The AARP article "10 Signs That It's Time to Limit or Stop Driving" addresses this difficult decision, by providing warning signs that indicate when someone should limit or stop driving.
AARP also provides the "We Need to Talk" online seminar developed by The Hartford and the MIT AgeLab, that helps drivers and their loved ones to recognize warning signs. It also helps families initiate productive and caring conversations with older adults about driving safety.
- Module 1: The Meaning of Driving - addresses what driving means to older adults and the emotions involved with having to give it up.
- Module 2: Observing Driving Skills - assists you in learning to observe skills objectively and talk about alternatives to driving.

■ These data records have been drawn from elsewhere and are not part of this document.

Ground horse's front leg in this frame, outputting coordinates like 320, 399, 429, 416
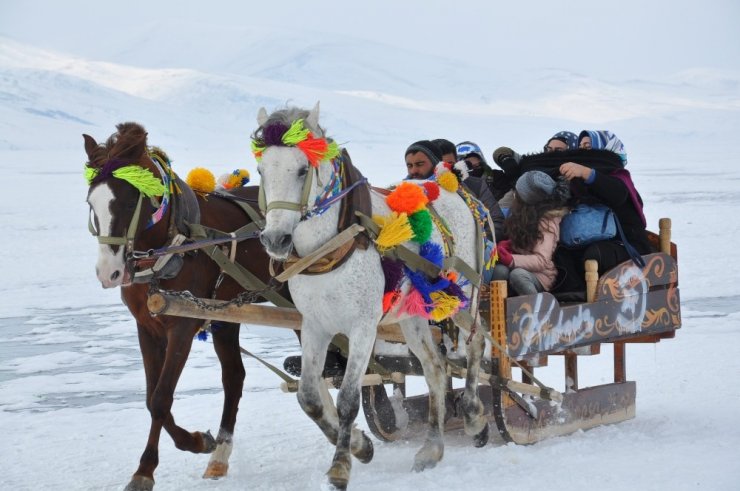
125, 324, 216, 491
298, 324, 373, 464
203, 323, 245, 479
401, 319, 447, 472
462, 325, 489, 447
322, 319, 377, 489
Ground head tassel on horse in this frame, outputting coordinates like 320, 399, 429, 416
84, 123, 291, 490
252, 104, 488, 489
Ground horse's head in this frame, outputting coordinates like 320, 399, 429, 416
83, 123, 165, 288
252, 103, 338, 259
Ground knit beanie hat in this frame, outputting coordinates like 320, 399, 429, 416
515, 170, 557, 205
403, 140, 442, 165
457, 141, 488, 165
578, 130, 627, 166
547, 131, 578, 150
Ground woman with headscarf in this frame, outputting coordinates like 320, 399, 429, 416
555, 130, 652, 292
492, 171, 569, 295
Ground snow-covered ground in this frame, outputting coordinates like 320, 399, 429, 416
0, 1, 740, 491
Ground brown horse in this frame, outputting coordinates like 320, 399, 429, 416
83, 123, 287, 490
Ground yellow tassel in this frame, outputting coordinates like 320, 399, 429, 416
437, 171, 459, 193
486, 247, 498, 269
373, 212, 414, 253
429, 291, 460, 322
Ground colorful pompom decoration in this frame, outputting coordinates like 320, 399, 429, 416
373, 176, 468, 321
422, 181, 439, 202
385, 182, 429, 215
185, 167, 216, 193
217, 169, 249, 191
409, 209, 433, 244
373, 211, 414, 253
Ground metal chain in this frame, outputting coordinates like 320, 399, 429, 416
149, 283, 277, 312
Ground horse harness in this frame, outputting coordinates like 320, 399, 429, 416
88, 154, 293, 307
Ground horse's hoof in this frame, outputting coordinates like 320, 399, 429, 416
352, 433, 375, 464
326, 461, 350, 491
411, 441, 445, 472
203, 462, 229, 479
473, 423, 488, 448
123, 475, 154, 491
198, 430, 217, 453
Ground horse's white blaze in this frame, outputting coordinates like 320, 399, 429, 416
259, 147, 314, 259
87, 184, 124, 288
259, 107, 486, 483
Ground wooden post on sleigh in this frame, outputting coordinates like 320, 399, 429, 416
149, 218, 681, 444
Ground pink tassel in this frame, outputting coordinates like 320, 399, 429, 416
399, 288, 430, 319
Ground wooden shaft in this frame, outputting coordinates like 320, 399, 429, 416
614, 341, 627, 383
520, 361, 534, 385
280, 373, 383, 392
565, 353, 578, 392
584, 259, 599, 303
147, 293, 302, 329
147, 293, 410, 343
658, 218, 671, 254
491, 281, 511, 378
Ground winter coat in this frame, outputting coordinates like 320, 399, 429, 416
510, 210, 565, 291
571, 169, 652, 254
463, 176, 506, 240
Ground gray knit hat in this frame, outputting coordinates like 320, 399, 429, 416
516, 170, 557, 205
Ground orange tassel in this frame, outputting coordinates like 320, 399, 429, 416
385, 182, 429, 215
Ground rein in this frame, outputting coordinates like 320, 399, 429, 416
258, 155, 367, 221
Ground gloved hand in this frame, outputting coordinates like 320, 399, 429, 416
493, 147, 522, 175
496, 240, 514, 267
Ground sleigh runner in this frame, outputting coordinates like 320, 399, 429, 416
149, 219, 681, 444
85, 109, 680, 491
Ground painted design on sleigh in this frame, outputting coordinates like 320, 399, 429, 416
507, 253, 680, 358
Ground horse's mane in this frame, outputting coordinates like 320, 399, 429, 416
88, 122, 150, 168
252, 106, 326, 140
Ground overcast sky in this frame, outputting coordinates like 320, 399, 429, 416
0, 0, 740, 81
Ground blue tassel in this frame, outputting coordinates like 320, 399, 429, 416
419, 240, 445, 268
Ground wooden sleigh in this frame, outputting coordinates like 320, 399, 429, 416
149, 218, 681, 444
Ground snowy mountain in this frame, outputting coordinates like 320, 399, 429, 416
0, 5, 740, 491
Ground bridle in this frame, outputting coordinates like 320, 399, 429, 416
258, 155, 367, 221
87, 154, 174, 262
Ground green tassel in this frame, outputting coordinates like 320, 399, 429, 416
85, 165, 98, 186
282, 119, 310, 146
409, 209, 432, 244
113, 165, 166, 198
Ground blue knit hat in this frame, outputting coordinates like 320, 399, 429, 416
545, 131, 578, 150
457, 141, 488, 165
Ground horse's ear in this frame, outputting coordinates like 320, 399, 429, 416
257, 107, 267, 126
82, 134, 98, 159
306, 101, 319, 131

- Module 3: Planning Conversations - discusses how to have "the talk" and identify alternative transportation to help a loved one stay connected and remain independent.
AARP was founded in 1958 and has 35 million members. It is a nonprofit, nonpartisan organization for people over the age of 50. AARP is well-known for its advocacy efforts, providing its members with important information, products and services that enhance quality of life as they age. They also promote community service and keep members and the public informed on issues relating to the over 50 age group.